Try as she might, sometimes Mary Lisanti can't keep her mind off work. Take the time a few years ago when she was a securities analyst and her car broke down during a weekend getaway. While her husband dealt with the mechanic at an auto shop, Ms. Lisanti's eyes fixed on a truck parked outside, emblazoned with the word SafetyKleen. Her curiosity piqued, she investigated. What she found was a small manufacturer that was cleaning up with a product for de-greasing tools and car parts.

It was a great little company they were the Gunk guys, Ms. Lisanti recounted over lunch in her office. She ended up recommending a buy on the company's stock. Such attention to the details of everyday life has served Ms. Lisanti well in her job as manager of the BT Investment Small-Cap Fund.

By assiduously seeking out small companies with inexpensive, value- conscious products, Ms. Lisanti propelled the $135 million-asset fund to a whopping 59.48% return in the 12 months through Sept. 30. It was the best bank-managed fund in the small-company growth category, and No. 5 among all 286 funds in the group. Ms. Lisanti, 39, who has managed the fund since joining Bankers Trust New York Corp. in 1993, says the key to making smart stock picks is to be attuned to major demographic, economic, and political themes. For instance, when pledges of health care reform helped put President Clinton in office, many thought medical companies were in for big losses. But Ms. Lisanti, who has 18 years' experience with small and mid-cap investing, felt that some nursing home companies and medical device manufacturers were grossly undervalued. She started investing in the ones that were trimming expenses and signing long-term agreements with hospitals.

Now, health care stocks such as IDEXX Laboratories, CRA Managed Care, and Gulf South Medical Supply each account for about 1% of the BT Investment Small Cap Fund's assets.

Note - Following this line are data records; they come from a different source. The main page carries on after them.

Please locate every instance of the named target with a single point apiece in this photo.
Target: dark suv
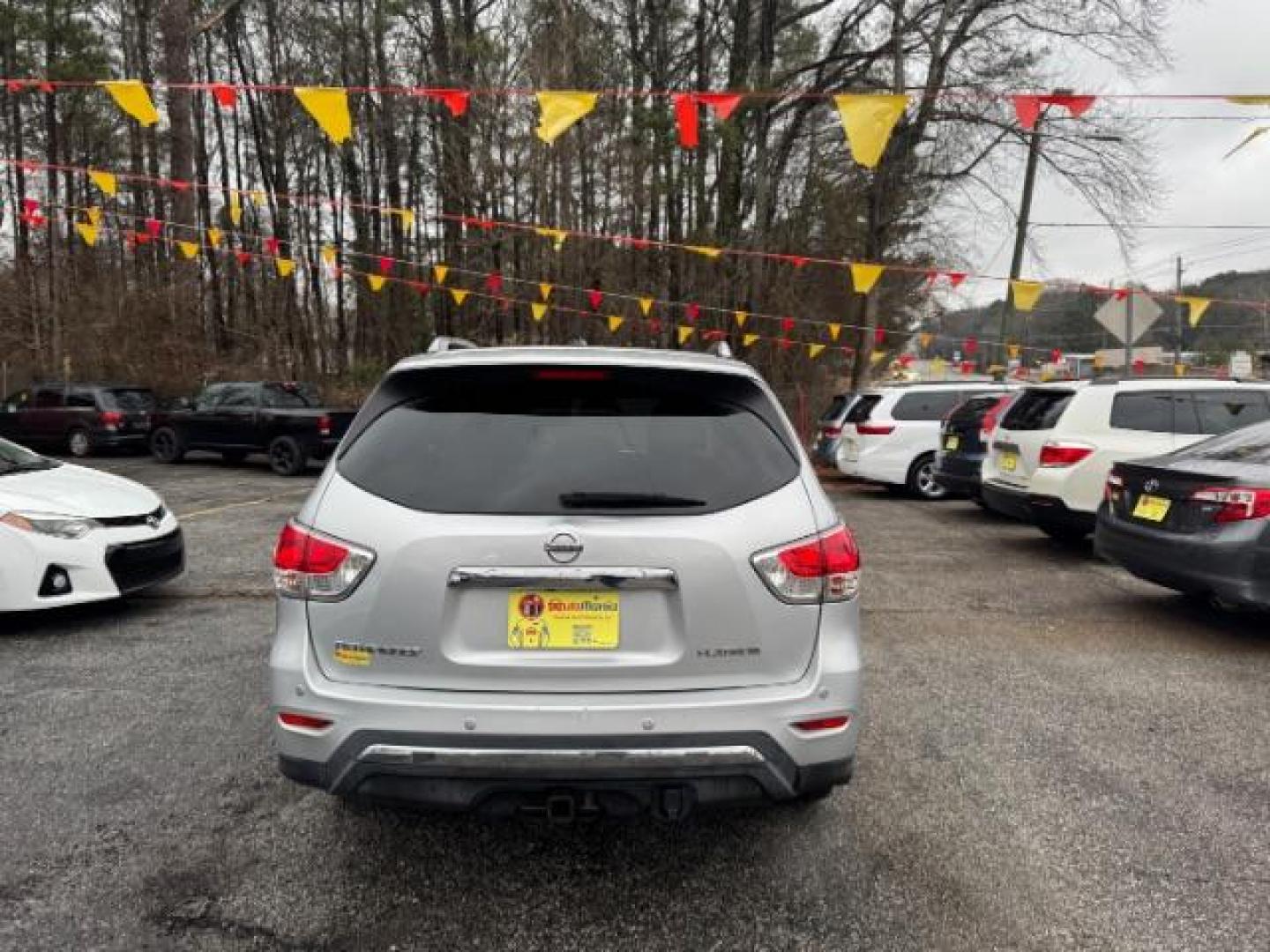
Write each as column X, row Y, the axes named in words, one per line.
column 79, row 418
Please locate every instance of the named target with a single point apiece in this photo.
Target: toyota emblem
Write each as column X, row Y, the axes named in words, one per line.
column 563, row 547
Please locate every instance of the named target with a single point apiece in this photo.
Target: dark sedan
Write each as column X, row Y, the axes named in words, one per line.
column 964, row 442
column 1197, row 521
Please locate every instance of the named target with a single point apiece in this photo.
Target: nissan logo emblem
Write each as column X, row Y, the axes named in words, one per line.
column 563, row 547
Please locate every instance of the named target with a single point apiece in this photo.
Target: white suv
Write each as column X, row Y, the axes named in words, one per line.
column 1056, row 446
column 892, row 433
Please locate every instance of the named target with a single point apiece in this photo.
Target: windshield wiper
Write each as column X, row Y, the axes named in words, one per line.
column 626, row 501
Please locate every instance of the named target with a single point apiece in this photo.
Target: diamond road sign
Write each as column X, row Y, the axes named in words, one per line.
column 1114, row 315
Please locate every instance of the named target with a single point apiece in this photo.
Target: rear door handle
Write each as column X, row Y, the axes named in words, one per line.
column 564, row 577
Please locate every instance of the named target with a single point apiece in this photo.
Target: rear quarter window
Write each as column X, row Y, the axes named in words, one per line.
column 521, row 441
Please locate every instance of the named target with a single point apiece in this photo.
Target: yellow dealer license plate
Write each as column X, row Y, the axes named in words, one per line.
column 1151, row 508
column 563, row 621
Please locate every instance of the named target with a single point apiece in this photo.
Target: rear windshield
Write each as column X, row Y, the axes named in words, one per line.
column 1038, row 409
column 129, row 398
column 560, row 441
column 859, row 413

Retail products also make up a chunk of the portfolio. For instance, 2% is allocated to Dollar Tree Stores. And one of Ms. Lisanti's favorite picks is Blythe Industries, a candlemaker. Candles sounds like a dull business, but it's a wonderful business because it's highly recession-resistant, Ms. Lisanti said. She also likes the fact that Blythe's management came from Donaldson, Lufkin & Jenrette's venture capital unit, the Sprout Group. With growth stocks, she said, management is critical in determining whether or not they can realize their potential. Ms. Lisanti manages three other Bankers Trust funds, and all are hot. The $850 million-asset BT Pyramid Small Cap Fund, geared to institutional investors, follows the same strategy as its BT Investment fund twin and has posted a 49.16% return. And the BT Investment and BT Pyramid Capital Appreciation funds, which hold a combined $930 million in assets, had returns of 43.36% and 46.06%, respectively, for the year ended Sept. 30. In all, Bankers Trust manages $5.5 billion in mutual funds, which are distributed by Signature Broker-Dealer Services Inc., Boston. Before joining Bankers Trust in 1993, Ms. Lisanti worked for TK years as a portfolio manager at Lieber & Co. There, she oversaw an $800 million small and mid-cap fund that was part of the Evergreen family of funds. The fund company is now owned by First Union Corp. Her first brush with investment management came during an earlier job at Shearson Lehman Brothers, where she was a small and mid-cap stock analyst. Many of her clients were portfolio managers. She breaks away from her job by retreating to her home in rural New Jersey, where she learned to horseback ride a few years ago. Other reprieves from work include playing golf and bridge, where she's less likely to encounter any small public companies.